History: May Day is a German public holiday where most shops, banks, post offices and businesses are closed. This holiday calls for multi-day preparation and partying. May Day as a concept dates back to the Iron Age (1200 B.C.E. to 600 B.C.E.). However, some traditions from May Day as we know it today only date back to the Middle Ages. It is meant to welcome Spring weather and ward away evil spirits.

May Tree/Maypole: The Maibaum, known as the May Tree or Maypole, dates back to 16th century Germany. The tree is adorned with flowers, streamers and sometimes local arts and crafts, then usually placed in a prominent spot in town. Celebrations and food accompany the raising of the pole, but the real work is ensuring that a neighboring town doesn’t steal your pole.

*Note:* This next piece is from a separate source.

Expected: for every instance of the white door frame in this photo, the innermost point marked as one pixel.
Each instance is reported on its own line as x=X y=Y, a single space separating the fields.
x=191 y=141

Walpurgisnacht/Hexennacht and Tanz in den Mai: The night of April 30th is known as the Witches’ Night. It was believed that on this night, witches would go up the mountain and commune with devils. This night has also been combined with the celebration of an English nun, St. Walburga, who cured locals of many illnesses according to Nowadays, people dance the night away, either up on mountains or at sea level, from April 30th to May 1st (Dance into May).

International Workers' Day/Extra Vacation: In Berlin, and many other larger cities, International Workers’ Day is celebrated with demonstrations and partying in the streets. The largest demonstrations happen in Berlin’s Kreuzberg district. If May Day happens to fall close to Ascension Day or the Pentecost weekend, it is not uncommon for Germans to take additional leave and go on a mini vacation.

Looking for Love: On top of protesting, dancing and Maypole duties, this is also a day to profess your love. There are several traditions you can follow. You can place a miniature May Tree in the yard of your beloved (particularly a birch sapling, according to some sources). You can also draw a chalk line from your house to theirs.